In this project I will apply natural language processing to understand the sentiment in the latest article featuring Bitcoin & Ethereum. Also I will apply fundamental NLP techniques to better understand the other factors involved with the coin prices focusing on common words, phrases, organizations, and entities mentioned. Questions encompassing the "sentiment" is; what are articles saying about different cryptocurrencies? What is the current public sentiment surrounding these coins? NewsApi and NLTK (Natural Language Tool Kit) library utilized.
- Sentiment Analysis
- Natural Lanuguage Processing
- Name Entity Recognition
- After setting my NewsAPI Key, the first step was to fetch Bitcoin & Ethereum news articles
- Next was to create the Sentiment Scores DataFrame using a for-loop for Bitcoin
- The same process was performed for Etherum. After converting to a DataFrame using pd.DataFrame
- A ".describe()" function shows us important numbers related to the Sentiment Score
- Import NLTK (Natural Language ToolKit) nltk.tokenize, nltk.corpus, nltk.stem
- Import Lemmatizer
- Import word_tokenize, sent_tokenize
- Import WordNetLemmatizer, PorterStemmer
- Now we can take a look at unique word counts
- We can then use the imported Counter function to count the frequency of words in the articles
- The top 3 most frequently used words in the Bitcoin news articles were "Char" (95x), "Bitcoin" (49x) and "Reuters" (23x)
Word clouds are an intuitive way to visualize the frequency of different words in a news article to quickly see which words were most prominently used.
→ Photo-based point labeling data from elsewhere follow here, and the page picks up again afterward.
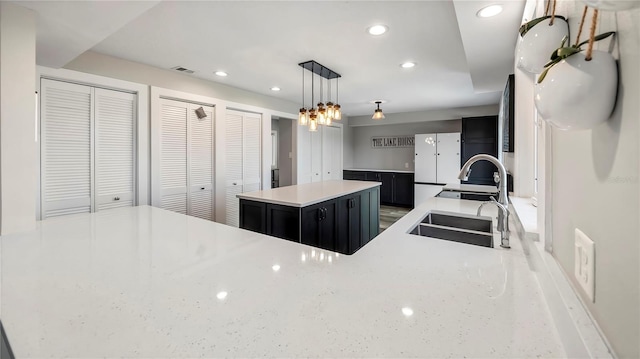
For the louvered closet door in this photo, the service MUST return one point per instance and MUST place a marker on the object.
(304, 154)
(336, 163)
(316, 155)
(331, 149)
(66, 148)
(114, 146)
(251, 156)
(201, 164)
(233, 167)
(173, 155)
Word clouds are also very easily generated with Python
NER generates visually-appealing text that makes it clear what words are important within the article, and to what "category" that word belongs to: is it an organization, a currency, a name, etc.
- Import Spacy
- Concatenate all Bitcoin/Ethereum text together using the ".join()" function.
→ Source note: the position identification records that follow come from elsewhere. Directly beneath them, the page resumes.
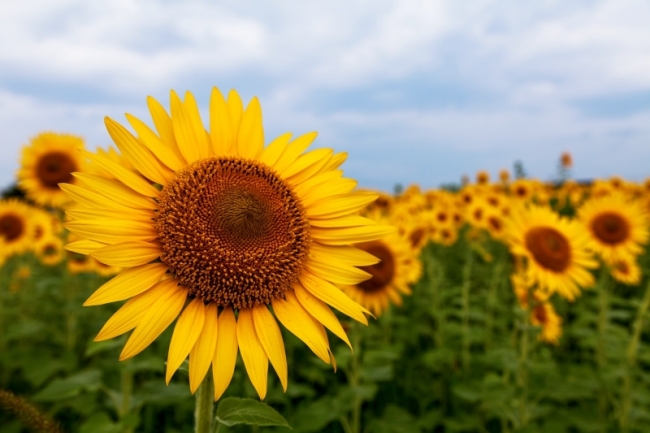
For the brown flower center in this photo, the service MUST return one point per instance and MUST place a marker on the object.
(549, 248)
(54, 168)
(610, 228)
(232, 232)
(382, 272)
(12, 226)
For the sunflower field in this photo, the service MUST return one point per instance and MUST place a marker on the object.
(199, 276)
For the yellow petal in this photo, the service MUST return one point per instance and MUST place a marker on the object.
(127, 284)
(343, 254)
(320, 311)
(270, 336)
(332, 295)
(220, 128)
(91, 199)
(340, 205)
(163, 124)
(225, 354)
(128, 254)
(85, 246)
(155, 144)
(301, 324)
(134, 181)
(116, 191)
(274, 150)
(252, 351)
(112, 232)
(157, 318)
(308, 185)
(329, 189)
(337, 273)
(186, 332)
(130, 314)
(293, 151)
(345, 221)
(307, 165)
(203, 350)
(141, 158)
(350, 235)
(250, 140)
(335, 162)
(236, 110)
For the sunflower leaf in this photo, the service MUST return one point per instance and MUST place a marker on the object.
(232, 411)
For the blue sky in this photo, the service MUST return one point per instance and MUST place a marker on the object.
(415, 91)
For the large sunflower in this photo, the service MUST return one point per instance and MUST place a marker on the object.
(397, 268)
(555, 249)
(229, 229)
(50, 159)
(16, 228)
(617, 226)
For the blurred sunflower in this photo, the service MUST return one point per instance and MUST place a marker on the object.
(627, 271)
(617, 226)
(555, 249)
(50, 251)
(50, 159)
(396, 269)
(233, 228)
(544, 315)
(16, 227)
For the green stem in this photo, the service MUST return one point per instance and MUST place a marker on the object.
(491, 303)
(522, 376)
(467, 283)
(632, 350)
(204, 406)
(601, 355)
(354, 378)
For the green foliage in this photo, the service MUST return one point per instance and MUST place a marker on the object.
(458, 356)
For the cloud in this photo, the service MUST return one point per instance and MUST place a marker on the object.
(404, 86)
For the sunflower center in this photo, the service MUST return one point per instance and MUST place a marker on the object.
(54, 168)
(549, 248)
(382, 272)
(11, 227)
(610, 228)
(232, 232)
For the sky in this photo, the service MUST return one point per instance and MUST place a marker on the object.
(415, 91)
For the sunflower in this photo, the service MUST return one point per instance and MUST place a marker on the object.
(555, 249)
(50, 251)
(617, 226)
(627, 271)
(544, 315)
(396, 269)
(230, 228)
(50, 159)
(16, 227)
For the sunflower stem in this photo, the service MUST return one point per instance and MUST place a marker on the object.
(203, 411)
(632, 350)
(601, 355)
(467, 283)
- Then, run NER processor on text, and render visualization
bitcoin_doc = nlp(bitcoin_text) displacy.render(bitcoin_doc, style='ent')
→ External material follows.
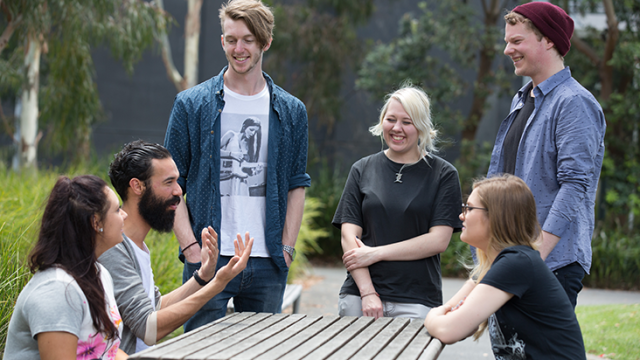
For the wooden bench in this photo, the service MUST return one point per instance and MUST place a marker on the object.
(291, 297)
I found three questions I could ask while running this function while finding the sentiment scores from Bitcoin and Ethereum articles. My first question was Which coin had the highest mean positive score? Next, looking over the outputted data, I could ask, Which of the coins had the highest compound score? With that tidbit of information, I can go on to find Which of the coins had the highest positive score?
In my research, the data shown that Bitcoin had the highest mean score of 0.0519600. When looking at the compounded scores, I noticed that Bitcoin with a high score of 0.8834000. Also, in the same data, I was able to find that Bitcoin had the highest positive score as well. Leading the way with a score of 0.2740000.